Why this step? A read must return the oldest surviving value and then retire it, so the next read moves on. r points at exactly that oldest value; after handing back b, we advance r by one (mod 4) so a future read won't return b again. Since a was overwritten in step 2, b is now the oldest, which is why the read yields b.
Verify: Final buffer contents (slot order 0..3) [e, b, c, d]; the read returned b ; r = 2 afterward. Data ages FIFO-style, newest 4 kept: b, c, d, e. This is exactly how audio/network streaming buffers behave — see Ring Buffer and Queue . Correct.
Worked example CPU round-robin scheduling, quantum = 3
An operating system must fairly share the CPU among three processes: P(burst 5), Q(burst 2), R(burst 4) (burst = total CPU time each needs). The scheduler uses a CLL P → Q → R → P and a time quantum of 3 (max CPU each process gets before its turn passes). Compute the finish order and the total CPU time used.
Forecast: Which process finishes last ?
Round 1 — run P for min(3, 5) = 3. Remaining P=2, Q=2, R=4. Move current = P.next = Q.
Why min? A process can't use more than its remaining burst; the quantum is a cap , not a fixed amount.
Run Q for min(3, 2) = 2 → Q done, delete. Remaining P=2, R=4. Circle shrinks to P → R → P; current = R.
Why delete? Once Q's burst hits 0 it never needs the CPU again, so we splice its node out (prev.next = Q.next) — the rotation now skips it automatically.
Run R for min(3, 4) = 3. Remaining P=2, R=1. current = R.next = P.
Run P for min(3, 2) = 2 → P done, delete. Remaining R=1. current = R.
Run R for min(3, 1) = 1 → R done. All finished.
Slice
ran
time
remaining after
1
P
3
P2 Q2 R4
2
Q
2
P2 R4 (Q done)
3
R
3
P2 R1
4
P
2
R1 (P done)
5
R
1
(R done)
Verify: Finish order Q, P, R . Total CPU time = 3 + 2 + 3 + 2 + 1 = 11 = 5 + 2 + 4 (sum of bursts) — no time is invented or lost. Correct. See Round-Robin Scheduling .
Worked example Two limiting Josephus cases
With n = 5 people: (a) k = 1 — who survives? (b) k = 8 — reduce the huge step and find the first person eliminated.
Forecast: For k = 1 , does the first or last person survive?
(a) k = 1: every count of 1 lands on the very next person, so we eliminate 1, 2, 3, 4 in order.
Why? Step of 1 means "kill whoever you point at," marching forward. The last one left is 5 .
Survivor (a) = 5.
(b) k = 8, n = 5: counting 8 around a circle of 5 is the same as counting 8 mod 5 = 3 (a full lap of 5 returns you to the start).
Why mod? Every 5 steps you complete one loop back to where you were, so only the remainder matters.
Starting the count at person 1, the 3rd person is 3 — the first eliminated.
Verify: (a) survivor = 5 ; (b) 8 mod 5 = 3 , first eliminated = person 3 . Both checked numerically below. Correct.

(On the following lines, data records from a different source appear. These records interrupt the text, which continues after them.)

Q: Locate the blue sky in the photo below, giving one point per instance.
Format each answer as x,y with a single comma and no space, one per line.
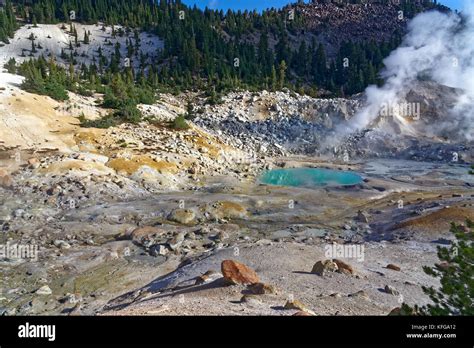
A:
262,4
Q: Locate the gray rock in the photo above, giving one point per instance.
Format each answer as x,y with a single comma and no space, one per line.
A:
391,290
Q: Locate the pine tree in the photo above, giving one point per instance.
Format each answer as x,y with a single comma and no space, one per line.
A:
281,74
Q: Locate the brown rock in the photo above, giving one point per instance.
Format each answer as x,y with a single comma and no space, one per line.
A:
141,233
33,163
5,179
393,267
343,267
296,304
323,267
262,289
395,311
207,277
251,299
238,273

Recall Quick self-test across all cells
Empty-list insert makes the node point to ::: itself, and sets head = tail = node.

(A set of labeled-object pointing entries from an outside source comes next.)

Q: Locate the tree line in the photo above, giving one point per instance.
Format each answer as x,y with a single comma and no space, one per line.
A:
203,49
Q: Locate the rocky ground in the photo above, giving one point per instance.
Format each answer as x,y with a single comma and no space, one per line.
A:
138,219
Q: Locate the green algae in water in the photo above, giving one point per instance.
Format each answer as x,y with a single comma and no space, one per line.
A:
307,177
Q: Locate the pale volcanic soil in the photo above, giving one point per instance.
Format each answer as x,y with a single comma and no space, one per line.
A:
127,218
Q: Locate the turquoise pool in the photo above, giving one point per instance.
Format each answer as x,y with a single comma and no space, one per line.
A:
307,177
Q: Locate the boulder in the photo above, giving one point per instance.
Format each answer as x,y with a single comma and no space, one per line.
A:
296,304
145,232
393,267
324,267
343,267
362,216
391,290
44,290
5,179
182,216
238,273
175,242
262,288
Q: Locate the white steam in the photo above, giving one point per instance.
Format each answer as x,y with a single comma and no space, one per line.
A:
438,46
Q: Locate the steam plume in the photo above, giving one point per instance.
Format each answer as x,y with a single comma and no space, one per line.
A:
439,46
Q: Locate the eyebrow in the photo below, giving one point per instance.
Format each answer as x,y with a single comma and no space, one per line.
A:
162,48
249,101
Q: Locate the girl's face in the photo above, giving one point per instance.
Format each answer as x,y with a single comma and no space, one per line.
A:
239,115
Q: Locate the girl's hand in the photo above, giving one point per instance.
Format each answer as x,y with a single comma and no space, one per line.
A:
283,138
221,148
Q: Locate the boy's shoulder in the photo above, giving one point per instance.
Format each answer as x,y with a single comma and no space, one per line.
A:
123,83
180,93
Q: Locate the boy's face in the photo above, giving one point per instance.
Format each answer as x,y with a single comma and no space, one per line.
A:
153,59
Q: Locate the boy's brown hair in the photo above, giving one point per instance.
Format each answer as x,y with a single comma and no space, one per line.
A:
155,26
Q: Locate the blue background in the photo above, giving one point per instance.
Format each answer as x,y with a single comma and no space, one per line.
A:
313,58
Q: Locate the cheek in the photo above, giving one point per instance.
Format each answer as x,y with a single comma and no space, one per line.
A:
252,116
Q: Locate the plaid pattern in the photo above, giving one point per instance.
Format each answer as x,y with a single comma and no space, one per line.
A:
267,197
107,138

Correct traversal stop condition ::: p == start with a do-while (never p == null).
Traversal must first guard against ::: head == null (return 0) before the loop, else it dereferences null.
Deleting the head requires also setting ::: tail.next = new head to re-close the loop.

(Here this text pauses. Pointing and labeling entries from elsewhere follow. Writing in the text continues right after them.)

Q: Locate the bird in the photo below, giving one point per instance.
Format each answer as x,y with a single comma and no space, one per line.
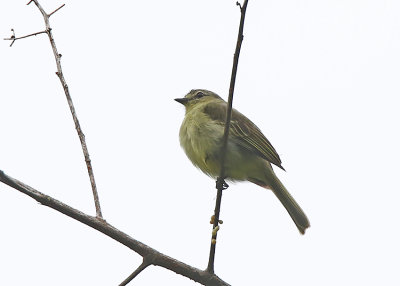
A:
249,154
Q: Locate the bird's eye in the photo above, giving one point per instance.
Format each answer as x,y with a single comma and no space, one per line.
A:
200,95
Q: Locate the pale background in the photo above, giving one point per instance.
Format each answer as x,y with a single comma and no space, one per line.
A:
320,78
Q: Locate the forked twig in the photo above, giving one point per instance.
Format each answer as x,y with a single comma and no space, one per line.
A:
221,185
157,258
60,75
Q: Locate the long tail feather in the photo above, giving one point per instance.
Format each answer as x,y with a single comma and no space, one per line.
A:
292,207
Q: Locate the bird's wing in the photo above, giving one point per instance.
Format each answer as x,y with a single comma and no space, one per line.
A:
244,132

Deleting the tail requires also setting ::: tail = prev (move the tail label back one node).
Josephus n=7, k=3 survivor ::: person 4.
Ring buffer size 4, write a,b,c,d,e then read → returns ::: b (a was overwritten).
Round-robin quantum 3 on P5 Q2 R4 finish order ::: Q, P, R.
Josephus n=5, k=1 survivor ::: person 5.
Mnemonic The six ways a CLL surprises you
"E-S-H-T-W-O" = E mpty (self-loop), S ingle (head=tail), H ead-delete (re-close), T ail-delete (move tail back), W rap counting (Josephus), O verwrite (buffer full). "Every Sneaky Head-Tail Wraps Once."